The ANAIS test bed has allowed new wireless experiments and connectivity (laptop) at the seat and centralised management of all cabin utilities along with IFC entertainment functions. The ANAIS team proposed a standardised and open platform capable of delivering to the passengers all the emerging services that arise with the advent of broadband Internet access on-board aircraft.
Network
A lot of the effort was put on the cabin distribution network technologies in order to bring a new level of performance, fault tolerance and ease of installation. The ANAIS team made a large use of COTS products including gigabit and 100 Mb Ethernet. Customised for the specific needs of the IFC, with ring and daisy chain extensions, the Ethernet proved to be very well adapted to the aircraft cabin environment. The ANAIS cabin distribution network was partly operating on optical fibre which required innovative solutions (e.g. use of specific aircraft plastics, shock-resistant fibres and installation operations).
Seat terminal
Seat terminal is the most visible part of the system, its ergonomics must be well suited to passengers habit. Also, the number of items make it very important to optimise.
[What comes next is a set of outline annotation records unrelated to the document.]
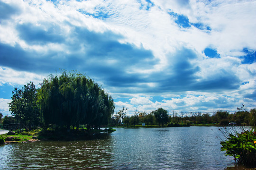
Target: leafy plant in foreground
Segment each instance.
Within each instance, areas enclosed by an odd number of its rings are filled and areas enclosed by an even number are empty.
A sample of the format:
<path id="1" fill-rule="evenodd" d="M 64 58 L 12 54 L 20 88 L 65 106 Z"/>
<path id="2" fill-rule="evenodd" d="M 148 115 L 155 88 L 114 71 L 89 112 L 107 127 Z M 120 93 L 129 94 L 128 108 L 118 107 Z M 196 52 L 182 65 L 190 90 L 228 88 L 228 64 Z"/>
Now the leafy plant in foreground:
<path id="1" fill-rule="evenodd" d="M 233 156 L 239 163 L 256 166 L 256 136 L 253 129 L 235 135 L 229 133 L 226 141 L 220 142 L 221 151 Z"/>

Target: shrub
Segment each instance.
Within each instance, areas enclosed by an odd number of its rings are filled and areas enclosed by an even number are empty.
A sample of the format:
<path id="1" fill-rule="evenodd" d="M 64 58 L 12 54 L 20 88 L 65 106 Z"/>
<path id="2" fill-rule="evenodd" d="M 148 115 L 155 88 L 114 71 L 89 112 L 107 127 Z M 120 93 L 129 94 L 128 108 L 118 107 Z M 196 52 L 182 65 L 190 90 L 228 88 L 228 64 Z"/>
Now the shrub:
<path id="1" fill-rule="evenodd" d="M 247 166 L 256 166 L 256 136 L 251 130 L 233 135 L 229 133 L 226 141 L 220 142 L 221 151 L 233 156 L 236 162 Z"/>

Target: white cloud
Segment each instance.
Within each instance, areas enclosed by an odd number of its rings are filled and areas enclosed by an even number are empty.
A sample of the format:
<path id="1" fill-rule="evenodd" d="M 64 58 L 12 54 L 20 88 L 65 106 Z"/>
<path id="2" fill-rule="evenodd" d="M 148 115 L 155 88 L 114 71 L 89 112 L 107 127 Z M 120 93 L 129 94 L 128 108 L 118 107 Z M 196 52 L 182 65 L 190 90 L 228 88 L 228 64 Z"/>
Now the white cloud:
<path id="1" fill-rule="evenodd" d="M 255 1 L 1 1 L 14 12 L 0 24 L 1 52 L 11 47 L 1 58 L 7 61 L 0 63 L 0 85 L 38 84 L 61 68 L 90 72 L 118 101 L 128 99 L 115 103 L 130 114 L 255 104 L 248 96 L 256 64 L 239 57 L 244 48 L 256 50 Z M 211 30 L 183 28 L 169 12 Z M 220 58 L 202 53 L 208 47 Z M 153 102 L 155 96 L 166 98 Z"/>
<path id="2" fill-rule="evenodd" d="M 3 84 L 23 85 L 32 81 L 36 85 L 42 83 L 46 76 L 26 71 L 18 71 L 10 68 L 0 67 L 0 86 Z"/>

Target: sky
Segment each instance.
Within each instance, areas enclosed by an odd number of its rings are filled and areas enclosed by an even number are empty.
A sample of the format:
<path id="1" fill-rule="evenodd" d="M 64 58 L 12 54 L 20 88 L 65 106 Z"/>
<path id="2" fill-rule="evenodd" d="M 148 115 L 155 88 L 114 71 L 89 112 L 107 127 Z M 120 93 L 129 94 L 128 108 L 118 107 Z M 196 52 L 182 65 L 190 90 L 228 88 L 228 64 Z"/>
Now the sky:
<path id="1" fill-rule="evenodd" d="M 86 74 L 128 114 L 256 106 L 256 1 L 0 0 L 0 112 L 14 87 Z"/>

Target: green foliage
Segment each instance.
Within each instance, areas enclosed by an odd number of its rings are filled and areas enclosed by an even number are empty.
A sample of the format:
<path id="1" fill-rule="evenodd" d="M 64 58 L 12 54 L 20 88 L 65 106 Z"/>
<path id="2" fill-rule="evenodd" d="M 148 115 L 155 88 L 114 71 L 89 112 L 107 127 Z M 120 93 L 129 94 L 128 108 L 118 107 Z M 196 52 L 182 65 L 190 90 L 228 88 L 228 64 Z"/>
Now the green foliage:
<path id="1" fill-rule="evenodd" d="M 15 119 L 29 128 L 38 126 L 39 115 L 37 103 L 37 90 L 33 82 L 24 85 L 22 89 L 14 88 L 11 99 L 9 103 L 9 110 Z"/>
<path id="2" fill-rule="evenodd" d="M 0 113 L 0 124 L 2 124 L 2 117 L 3 117 L 3 114 Z"/>
<path id="3" fill-rule="evenodd" d="M 4 144 L 6 138 L 3 136 L 0 136 L 0 144 Z"/>
<path id="4" fill-rule="evenodd" d="M 115 131 L 116 130 L 116 130 L 115 129 L 113 129 L 113 128 L 109 128 L 109 129 L 108 129 L 108 132 L 111 133 L 111 132 L 114 132 L 114 131 Z"/>
<path id="5" fill-rule="evenodd" d="M 234 135 L 229 134 L 227 140 L 220 142 L 221 151 L 233 156 L 238 162 L 248 166 L 256 166 L 256 136 L 253 129 Z"/>
<path id="6" fill-rule="evenodd" d="M 135 127 L 137 123 L 139 122 L 139 119 L 138 115 L 135 112 L 134 115 L 132 115 L 130 118 L 129 123 L 131 125 L 134 125 Z"/>
<path id="7" fill-rule="evenodd" d="M 16 119 L 12 116 L 5 115 L 2 119 L 3 125 L 7 125 L 10 123 L 14 123 L 16 121 Z"/>
<path id="8" fill-rule="evenodd" d="M 155 117 L 159 126 L 160 123 L 162 123 L 163 126 L 164 124 L 166 123 L 168 121 L 168 111 L 166 110 L 160 108 L 155 111 L 153 111 L 152 113 Z"/>
<path id="9" fill-rule="evenodd" d="M 252 109 L 250 110 L 250 117 L 251 118 L 251 125 L 256 125 L 256 108 Z"/>

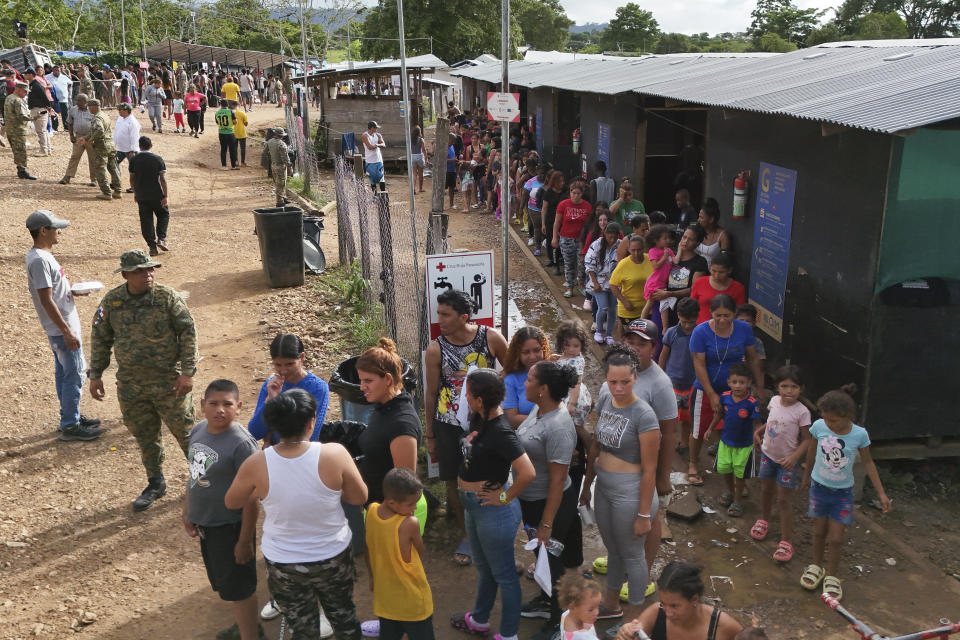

In terms of weight and power consumption. The objectives of ANAIS concerning the seat terminal address its connectivity, ergonomics and embedability. A number of alternative input devices and external interfaces has been tested and evaluated for suitability with different services and external devices (laptops, PDAs, joysticks, etc.). A more flexible alternative to the multi-function integrated personal controller unit (PCU) has been developed, which allowed system services or functions to be added, removed or reconfigured without the need to swap out seat equipment. Also, an evaluation of the benefits and viability of implementing wireless technology at the seat, for cable reduction (seat to seat) and connection of passenger devices has been made.
Crew terminal
The cabin crew console (CCC) is the common panel for all cabin crew related applications from browser applications up to critical application (cabin management system). It is the central access point for the cabin crew for all basic cabin systems. Thus an access for crew and maintenance staff to the applications can be provided from different locations (e.g. entry areas, galleys, video control center, lower facilities). The CCC provided an open interface for other systems to be controlled by the cabin and maintenance crew. A standard browser interface allowed various functions and systems to use the CCC for remote controlling.
Servers & services
Major services were audio & video on demand to the seat, live TV, interactive services through web interface at the seat and on-board comfort services. The most demanding service is video on demand which had to be supplied to every passenger with the same high level of quality as digital satellite TV (MPEG2) at home. Existing services like 'moving map' and in-flight information gained interactivity and attractiveness with the new possibilities offered by the system (individual interface + video animation). A whole new set of services emerging from the internet e-mail, information, on-line games, audio and video streams, office in the sky, IP-phone - were offered to passengers making the travel a relaxing and/or efficient time. A generic high performance server architecture has been developed that shall suit the various services requirements. Along with this passengers related "entertainment" services comes a set of productivity tools for the cabin and maintenance crew available at the cabin crew console. It ranges from integrated public announcement to centralised control on IFC system functions, or automatic line replaceable unit (LRU) fault detection and reporting.